The Missing File Read online

Page 21


  And Ze’ev didn’t even know how Ofer did on the test. “Perhaps it’s easier for them to present it like that,” he said. “This is the first I hear of Ofer wanting to stop the lessons.”

  “Perhaps he wanted to stop them because he felt he loved you too much.”

  “What is it with you and that word? I’m telling you, they are not telling the truth. Ofer wasn’t the one who chose to end our lessons.”

  “I’m sorry to disappoint you, but that’s what they said in their interviews.”

  “So they’re either mistaken or lying,” Ze’ev replied.

  Avraham went silent again. Perhaps he was waiting for Ze’ev to continue. “You know what?” he finally said. “I think you’re right. I don’t believe them either. And I’m sure that after they stopped the lessons, Ofer tried to meet with you, right?”

  “What do you mean?”

  “I mean that based on the statements we have collected during the course of the investigation, I am sure he tried to meet up with you after his parents stopped the lessons—maybe even without their knowledge.”
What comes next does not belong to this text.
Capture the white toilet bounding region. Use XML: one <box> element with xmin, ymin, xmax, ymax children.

  “I don’t understand. Is your investigation centered on the lessons I gave to Ofer?”

  “Among other things. The investigation is focusing on Ofer’s life in general, and the lessons were an important part of it, don’t you agree?”

  “Yes. Of course. But I don’t understand what you’re asking me, then.”

  “The question is, did Ofer initiate meetings between the two of you after the lessons were stopped? Because I know he wanted to. Perhaps he tried and you refused?”

  Had Ofer really wanted to get together with him? During their chance meetings on the stairs, he had appeared so shy and embarrassed. He had avoided looking at Ze’ev, as if he wished to ignore him. They bumped into each other a few weeks before his disappearance, in the morning, outside the building. Ze’ev was unchaining his bike when Ofer came outside wearing a gray T-shirt. Ze’ev called out to him, and asked him how school was going, and Ofer said okay, and that he was late for classes, and took off. Ze’ev thought for a moment about offering him a ride on the back of the bike—Michal’s helmet was in the trunk—but then decided against it, sensing Ofer’s reluctance and feeling hurt by it.

  “Ofer didn’t initiate any meeting,” he said. “To the contrary. As I told you before, I had the sense that he was avoiding me, perhaps because he felt guilty about the lessons being stopped. If he had approached me, I wouldn’t have refused. I told you, I offered his parents to continue the private lessons free of charge.”

  “So you want me to believe that you haven’t spoken since December?” Avraham asked, and Ze’ev said, “Certainly we spoke. A word or two when we ran into each other in the building. But can I say something for a moment?”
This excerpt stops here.